Он немедленно послал за бутылкой водки и копченой колбасой, и мы, сев за стол, накрытый чистой салфеткой, принялись разговаривать о необходимости устройства в России республики. Лесник вполне одобрял эту идею. Когда бутылка окончилась, он вынул из кармана свой кошелек и, дав несколько монет присутствовавшему в избе мальчику, родственнику Союзова, послал его за новой бутылкой.
— Когда мы ее кончим, — шепнул мне Союзов, — пошли и ты за такой же бутылкой! Это полагается по правилам!
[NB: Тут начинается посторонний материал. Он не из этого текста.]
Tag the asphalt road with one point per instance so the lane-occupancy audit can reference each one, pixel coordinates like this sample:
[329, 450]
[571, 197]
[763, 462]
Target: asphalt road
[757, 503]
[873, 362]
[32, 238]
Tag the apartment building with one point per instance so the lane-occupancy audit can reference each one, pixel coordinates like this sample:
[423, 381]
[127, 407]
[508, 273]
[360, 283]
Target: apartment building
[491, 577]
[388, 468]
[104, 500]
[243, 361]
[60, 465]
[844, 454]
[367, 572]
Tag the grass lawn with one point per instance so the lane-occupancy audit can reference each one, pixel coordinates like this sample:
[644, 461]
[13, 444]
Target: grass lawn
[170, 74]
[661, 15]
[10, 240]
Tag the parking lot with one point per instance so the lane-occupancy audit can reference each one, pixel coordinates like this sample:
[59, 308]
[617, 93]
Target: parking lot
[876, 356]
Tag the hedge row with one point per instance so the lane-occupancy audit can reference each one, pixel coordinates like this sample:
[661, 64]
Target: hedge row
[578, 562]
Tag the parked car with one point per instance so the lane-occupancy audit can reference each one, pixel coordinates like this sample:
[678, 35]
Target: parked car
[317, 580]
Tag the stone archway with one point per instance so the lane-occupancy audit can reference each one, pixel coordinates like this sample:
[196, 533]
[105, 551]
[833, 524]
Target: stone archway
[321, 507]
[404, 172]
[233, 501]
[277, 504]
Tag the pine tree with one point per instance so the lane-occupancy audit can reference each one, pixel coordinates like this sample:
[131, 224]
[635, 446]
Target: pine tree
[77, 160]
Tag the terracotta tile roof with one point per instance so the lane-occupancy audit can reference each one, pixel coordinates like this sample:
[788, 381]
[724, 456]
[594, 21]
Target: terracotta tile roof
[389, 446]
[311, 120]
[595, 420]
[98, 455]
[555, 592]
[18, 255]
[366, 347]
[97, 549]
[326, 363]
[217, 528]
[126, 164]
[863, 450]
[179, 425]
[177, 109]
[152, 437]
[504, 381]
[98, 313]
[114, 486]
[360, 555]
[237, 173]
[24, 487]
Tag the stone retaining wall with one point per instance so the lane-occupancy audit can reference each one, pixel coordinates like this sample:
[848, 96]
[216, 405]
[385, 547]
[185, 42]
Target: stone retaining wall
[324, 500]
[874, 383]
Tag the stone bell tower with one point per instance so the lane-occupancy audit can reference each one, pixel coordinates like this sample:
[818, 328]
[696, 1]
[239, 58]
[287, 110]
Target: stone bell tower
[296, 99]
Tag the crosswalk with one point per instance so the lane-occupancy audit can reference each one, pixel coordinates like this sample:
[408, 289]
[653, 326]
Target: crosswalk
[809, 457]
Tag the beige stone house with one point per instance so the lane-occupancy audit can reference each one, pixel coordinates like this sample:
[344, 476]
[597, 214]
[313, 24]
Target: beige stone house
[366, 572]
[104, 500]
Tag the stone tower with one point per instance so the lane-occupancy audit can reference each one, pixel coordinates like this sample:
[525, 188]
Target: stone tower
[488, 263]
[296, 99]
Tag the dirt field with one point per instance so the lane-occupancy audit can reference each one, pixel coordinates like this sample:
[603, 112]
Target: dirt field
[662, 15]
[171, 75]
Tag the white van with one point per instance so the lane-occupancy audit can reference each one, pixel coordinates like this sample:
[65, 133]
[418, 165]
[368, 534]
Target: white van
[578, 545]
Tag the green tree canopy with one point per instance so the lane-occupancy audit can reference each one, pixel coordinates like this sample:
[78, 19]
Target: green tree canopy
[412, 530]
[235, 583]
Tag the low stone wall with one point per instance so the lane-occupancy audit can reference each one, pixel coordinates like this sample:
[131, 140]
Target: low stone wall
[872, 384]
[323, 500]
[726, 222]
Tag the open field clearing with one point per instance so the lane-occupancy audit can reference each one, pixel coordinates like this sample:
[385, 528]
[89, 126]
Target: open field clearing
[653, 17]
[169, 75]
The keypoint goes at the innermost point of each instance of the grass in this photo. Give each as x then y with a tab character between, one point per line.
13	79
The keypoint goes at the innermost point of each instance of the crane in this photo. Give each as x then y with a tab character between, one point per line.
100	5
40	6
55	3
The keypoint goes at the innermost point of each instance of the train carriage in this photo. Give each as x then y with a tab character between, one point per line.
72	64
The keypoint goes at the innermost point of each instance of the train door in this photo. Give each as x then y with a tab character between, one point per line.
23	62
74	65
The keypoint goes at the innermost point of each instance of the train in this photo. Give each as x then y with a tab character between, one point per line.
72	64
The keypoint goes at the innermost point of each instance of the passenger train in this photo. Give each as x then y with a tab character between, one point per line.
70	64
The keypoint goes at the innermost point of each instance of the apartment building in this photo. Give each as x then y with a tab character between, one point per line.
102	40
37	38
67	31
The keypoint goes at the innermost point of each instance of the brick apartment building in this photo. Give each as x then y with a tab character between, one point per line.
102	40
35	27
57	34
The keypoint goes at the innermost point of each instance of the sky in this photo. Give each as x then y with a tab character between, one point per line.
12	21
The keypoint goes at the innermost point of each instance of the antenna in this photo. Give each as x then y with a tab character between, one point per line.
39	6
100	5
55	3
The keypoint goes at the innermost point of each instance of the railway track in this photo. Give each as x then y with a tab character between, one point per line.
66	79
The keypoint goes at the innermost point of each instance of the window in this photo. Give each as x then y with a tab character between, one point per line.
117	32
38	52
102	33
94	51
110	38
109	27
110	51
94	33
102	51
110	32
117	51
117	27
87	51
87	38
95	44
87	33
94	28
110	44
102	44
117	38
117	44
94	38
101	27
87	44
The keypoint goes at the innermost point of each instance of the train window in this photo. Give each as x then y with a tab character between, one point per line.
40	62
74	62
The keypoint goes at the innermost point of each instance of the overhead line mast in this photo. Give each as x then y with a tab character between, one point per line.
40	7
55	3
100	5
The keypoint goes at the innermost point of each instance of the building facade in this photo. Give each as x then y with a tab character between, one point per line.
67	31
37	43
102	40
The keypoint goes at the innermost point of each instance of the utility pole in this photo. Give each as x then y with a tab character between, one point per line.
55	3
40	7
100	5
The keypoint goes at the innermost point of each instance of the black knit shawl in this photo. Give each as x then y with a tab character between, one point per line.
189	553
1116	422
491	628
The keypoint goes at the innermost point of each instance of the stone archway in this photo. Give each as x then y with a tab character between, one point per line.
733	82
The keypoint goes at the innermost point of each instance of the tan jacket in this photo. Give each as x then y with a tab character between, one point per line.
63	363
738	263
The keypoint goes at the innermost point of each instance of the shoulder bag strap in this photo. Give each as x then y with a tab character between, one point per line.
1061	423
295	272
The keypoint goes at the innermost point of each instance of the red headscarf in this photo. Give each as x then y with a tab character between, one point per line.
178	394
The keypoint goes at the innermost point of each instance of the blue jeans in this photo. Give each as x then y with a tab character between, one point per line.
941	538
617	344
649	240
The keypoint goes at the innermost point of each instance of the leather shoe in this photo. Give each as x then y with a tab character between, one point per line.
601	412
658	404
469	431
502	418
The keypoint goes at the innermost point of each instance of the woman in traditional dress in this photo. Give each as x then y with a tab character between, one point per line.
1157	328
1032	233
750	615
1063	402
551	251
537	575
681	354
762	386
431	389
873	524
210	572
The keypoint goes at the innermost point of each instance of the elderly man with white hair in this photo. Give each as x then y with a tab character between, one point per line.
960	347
Когда мы кончили вторую бутылку, я, исполняя правило приличий, точно так же, как и он, послал мальчика за третьей.
В результате, на каждого из нас троих — так как брат Союзова был на работе и не присутствовал с нами, — пришлось по полной бутылке водки!
Однако лесник, позвав свою собаку и надев ружье, удалился, совершенно твердый на ногах. Да и мы с Союзовым на первое время тоже устояли и вежливо проводили его до дверей, получив приглашение к нему в лесную избушку, посидеть денек и осмотреть местоположение соседних лесов для предстоящего восстания.
Но в голове у нас обоих было очень тяжело. Мне никогда раньше и в голову не приходило, что можно выпить в полтора часа по полной бутылке водки.
Я чувствовал, что усилием воли могу заставить себя ходить не шатаясь, но для этого мне нужно было сосредоточивать всю свою волю на движениях ног.
Я мог говорить, не путаясь в мыслях и не заплетаясь языком, но и это требовало сильного напряжения.
Вместо мозгов как будто лежал в голове свинцовый ком. Хотелось поскорее лечь и лежать, не вставая.
— Полезем на печку, — сказал мне Союзов. — У меня тоже шумит в голове.
Мы влезли. Он лег дальше, а я ближе к краю.
Вдруг половина водки, которую я выпил, с непреодолимой силой возвратилась мне прямо в рот, и я успел только повернуть голову к краю печки, чтоб эта огневая жидкость не осталась на печи, а вылилась вниз.
К печке же была приделана узкая дощатая ширма, ограничивавшая собою темное помещение, величиной не больше шкафа, но без крыши, и тут, в тепле и темноте, помещался молодой теленок.
Его заключили сюда потому, что он родился поздней осенью, был теперь немного больше крупной овцы и не мог бы перенести зиму в хлеве. Его называли «поенец», так как поили молоком.
Он не любил водки, а более полубутылки этой влаги вдруг вылилось откуда-то с неба прямо на его розовую мордочку. Он запротестовал, замычал, забрыкал о загородку своего шкафика-ширмы задними ножками. Ему казалось, что на него упал какой-то жгучий дождь.